Secondo quanto riportato dai media britannici, la polizia starebbe indagando su Andrew Mountbatten-Windsor in merito all’accusa di comportamento inappropriato nei confronti di una donna al Royal Ascot. Come riferisce il Sunday Times, l’episodio sarebbe avvenuto durante l’annuale evento ippico di cinque giorni nel Berkshire nel 2002. Il rapporto delle forze dell’ordine non chiarisce se la denuncia relativa al presunto reato sia stata presentata alle autorità all’epoca dei fatti o più recentemente. Il Royal Ascot è un appuntamento fondamentale del calendario estivo della famiglia reale, molto amato anche dalla regina Elisabetta II, madre di Andrea.
La posizione di Andrew Mountbatten-Windsor si fa sempre più difficile
Venerdì, la polizia della Thames Valley (TVP) ha dichiarato che l’indagine che coinvolge l’ex principe Andrea, spogliato dei suoi titoli da suo fratello, Re Carlo III, è più ampia di quanto molti credessero in precedenza, e include anche possibili reati. A febbraio, precisamente il giorno del suo sessantaseiesimo compleanno, la polizia ha arrestato (e poi rilasciato) l’ex membro della royal family per sospetto di cattiva condotta nell’esercizio delle funzioni pubbliche, in relazione al suo ruolo di inviato commerciale britannico. A seguito dell’articolo del Sunday Times, un portavoce delle forze dell’ordine ha affermato, proprio in merito a quest’ultimo capo d’accusa: «Non possiamo entrare nei dettagli dell’indagine, ma stiamo seguendo tutte le piste ragionevoli».
Mountbatten-Windsor è da mesi nella bufera in seguito alle accuse, emerse da documenti pubblicati dal Dipartimento di Giustizia statunitense, secondo cui avrebbe passato informazioni al suo amico Jeffrey Epstein, il consulente finanziario al centro di uno scandalo sessuale senza precedenti, morto in prigione nel 2019. A febbraio, gli agenti hanno effettuato una breve perquisizione nella sua casa nel Norfolk e una perquisizione durata una settimana nella tenuta di Windsor, dove ha vissuto per decenni. L’ex principe, almeno per il momento, nega ogni coinvolgimento nelle azioni del criminale.
Gli USA stanno “ostacolando” le indagini della polizia britannica sul caso Epstein
Venerdì, la TVP ha chiesto ai testimoni di contattarli immediatamente, nel caso in cui ritengano di avere informazioni su presunti abusi sessuali, corruzione, frode o condivisione di informazioni riservate riguardanti il fratello del re. L’appello è giunto in un clima di preoccupazione per il fatto che le persone che potrebbero avere informazioni su reati penali pensino erroneamente che gli investigatori siano interessati solo alla presunta condivisione di informazioni riservate.

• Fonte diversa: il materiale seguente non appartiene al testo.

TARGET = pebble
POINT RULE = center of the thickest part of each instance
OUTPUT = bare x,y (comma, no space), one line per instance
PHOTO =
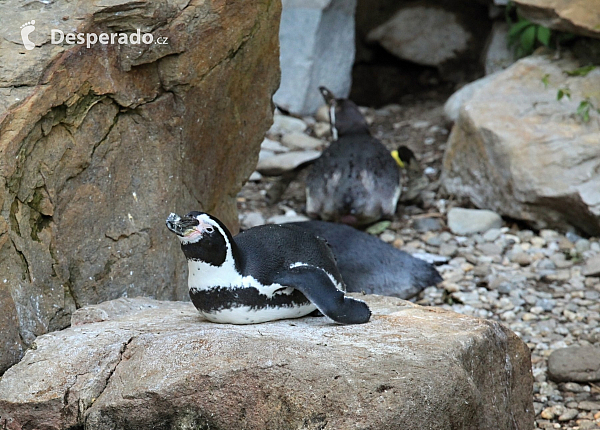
322,130
272,145
427,224
568,415
469,221
253,219
322,114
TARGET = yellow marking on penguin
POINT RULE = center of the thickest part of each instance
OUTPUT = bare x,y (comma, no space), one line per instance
396,157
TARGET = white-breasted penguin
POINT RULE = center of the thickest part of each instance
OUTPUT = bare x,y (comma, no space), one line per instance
266,273
356,180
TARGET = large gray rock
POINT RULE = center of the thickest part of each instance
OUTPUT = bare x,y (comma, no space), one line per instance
444,35
317,48
98,145
518,151
165,367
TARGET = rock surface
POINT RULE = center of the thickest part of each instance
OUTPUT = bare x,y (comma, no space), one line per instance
575,364
433,34
285,162
317,48
469,221
573,16
165,366
98,145
518,151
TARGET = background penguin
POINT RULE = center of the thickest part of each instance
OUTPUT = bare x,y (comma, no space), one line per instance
355,181
368,264
266,273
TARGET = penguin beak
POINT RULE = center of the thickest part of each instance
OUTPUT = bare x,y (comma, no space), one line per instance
179,225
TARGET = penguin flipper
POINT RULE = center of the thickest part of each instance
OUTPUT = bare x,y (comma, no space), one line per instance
320,290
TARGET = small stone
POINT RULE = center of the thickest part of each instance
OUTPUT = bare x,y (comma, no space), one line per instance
547,414
255,177
490,248
427,224
529,317
281,163
469,221
322,130
545,304
546,264
301,141
574,387
561,261
387,236
548,234
592,266
492,234
253,219
322,114
521,258
575,364
589,406
568,415
586,425
448,250
582,245
273,145
283,124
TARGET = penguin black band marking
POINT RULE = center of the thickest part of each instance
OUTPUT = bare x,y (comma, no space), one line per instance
219,298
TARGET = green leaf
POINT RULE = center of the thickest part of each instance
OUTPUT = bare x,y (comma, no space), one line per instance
378,228
545,80
528,39
563,92
582,71
543,35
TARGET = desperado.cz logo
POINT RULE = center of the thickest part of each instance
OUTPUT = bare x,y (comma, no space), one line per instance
90,39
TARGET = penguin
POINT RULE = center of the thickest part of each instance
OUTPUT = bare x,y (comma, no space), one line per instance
370,265
265,273
356,180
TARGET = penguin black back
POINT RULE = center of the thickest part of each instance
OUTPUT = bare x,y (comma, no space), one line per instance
370,265
356,180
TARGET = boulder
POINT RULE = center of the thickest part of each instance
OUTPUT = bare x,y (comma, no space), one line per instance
165,367
497,55
99,144
515,149
572,16
317,48
433,34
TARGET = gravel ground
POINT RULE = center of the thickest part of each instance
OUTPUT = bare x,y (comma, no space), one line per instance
531,281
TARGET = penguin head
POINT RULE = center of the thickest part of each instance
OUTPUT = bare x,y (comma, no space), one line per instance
344,116
202,236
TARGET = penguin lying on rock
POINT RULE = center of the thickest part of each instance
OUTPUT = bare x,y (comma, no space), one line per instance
266,273
370,265
356,181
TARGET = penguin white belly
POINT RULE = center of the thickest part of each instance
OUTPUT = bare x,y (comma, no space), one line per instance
222,295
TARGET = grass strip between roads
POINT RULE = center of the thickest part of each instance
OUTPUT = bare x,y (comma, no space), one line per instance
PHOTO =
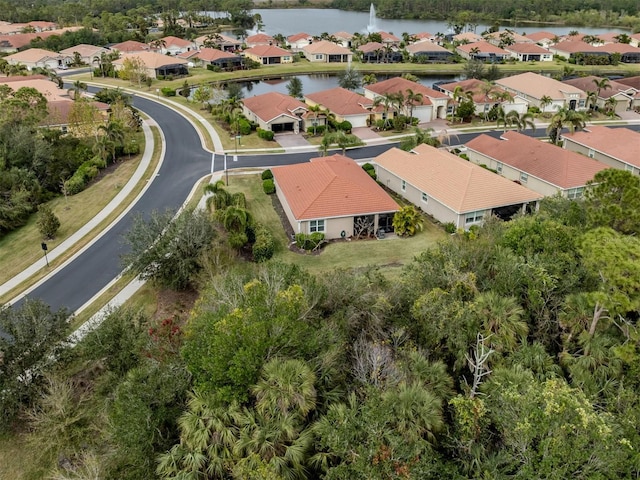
22,247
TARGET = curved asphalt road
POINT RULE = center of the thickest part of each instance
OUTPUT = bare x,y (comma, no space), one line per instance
184,163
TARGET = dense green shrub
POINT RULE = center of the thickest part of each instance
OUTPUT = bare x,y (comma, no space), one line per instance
269,186
265,134
264,246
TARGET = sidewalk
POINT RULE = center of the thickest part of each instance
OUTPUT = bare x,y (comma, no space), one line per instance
93,223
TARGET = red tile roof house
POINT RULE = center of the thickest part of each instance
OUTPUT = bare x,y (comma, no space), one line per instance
324,51
617,147
268,55
258,39
156,64
299,40
483,101
38,57
625,96
275,111
482,51
432,106
172,45
543,167
532,87
330,195
449,188
346,105
90,54
529,52
214,57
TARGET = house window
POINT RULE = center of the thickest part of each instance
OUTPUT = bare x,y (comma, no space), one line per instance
574,193
474,217
316,226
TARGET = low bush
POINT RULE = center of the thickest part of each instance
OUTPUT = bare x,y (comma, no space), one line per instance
269,186
264,246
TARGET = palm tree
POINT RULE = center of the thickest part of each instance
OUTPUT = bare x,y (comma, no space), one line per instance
77,89
565,117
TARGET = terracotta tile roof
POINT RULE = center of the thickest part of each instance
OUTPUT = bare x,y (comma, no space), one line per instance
633,82
298,36
550,163
539,36
483,47
32,55
268,51
330,187
587,84
172,41
399,84
371,47
537,86
84,50
526,48
130,46
341,101
620,143
326,47
212,54
426,46
259,38
575,46
460,185
274,104
151,59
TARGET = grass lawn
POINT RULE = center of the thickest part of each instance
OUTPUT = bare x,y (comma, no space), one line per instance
391,253
21,248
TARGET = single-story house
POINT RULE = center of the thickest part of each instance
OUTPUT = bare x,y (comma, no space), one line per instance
88,53
485,96
130,46
626,97
616,147
541,166
483,51
38,57
268,55
544,39
218,40
299,40
532,88
259,39
275,111
376,52
156,64
218,58
529,52
172,45
433,104
324,51
427,51
451,189
344,38
335,196
346,105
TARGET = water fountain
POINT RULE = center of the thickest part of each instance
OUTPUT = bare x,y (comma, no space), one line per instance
372,27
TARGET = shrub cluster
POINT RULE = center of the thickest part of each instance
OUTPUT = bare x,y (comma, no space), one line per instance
264,245
309,242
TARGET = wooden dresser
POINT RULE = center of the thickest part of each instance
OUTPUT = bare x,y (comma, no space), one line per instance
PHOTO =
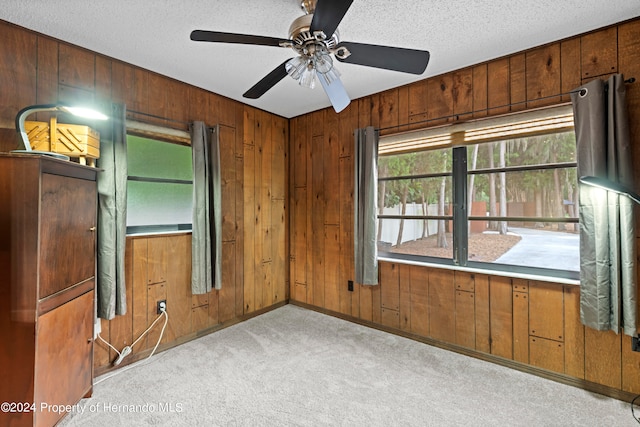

La cattiva condotta nell’esercizio di funzioni pubbliche comprende una serie di reati, tra cui abusi sessuali, negligenza intenzionale nell’adempimento dei doveri, intralcio alla giustizia e condotta disonesta o fraudolenta, solo per citarne alcuni.
La TVP sta ancora valutando la denuncia di una donna, che ora vive negli Stati Uniti, che afferma di essere stata portata da Epstein a Windsor nel 2010 per scopi sessuali. Tre forze di polizia britanniche stanno conducendo indagini penali complete a seguito di altre rivelazioni contenute nei file, mentre diverse altre stanno analizzando denunce relative a voli collegati al finanziere e al suo ingresso nel Regno Unito. Al momento, la TVP e le altre forze di polizia del Regno Unito dispongono solo di copie stampate dal sito web del Dipartimento di Giustizia USA. Le autorità statunitensi si sono rifiutate di consegnare i documenti originali e hanno chiesto alla polizia britannica di presentare una richiesta formale di assistenza legale internazionale, un processo che potrebbe richiedere mesi, ammesso che venga accolto.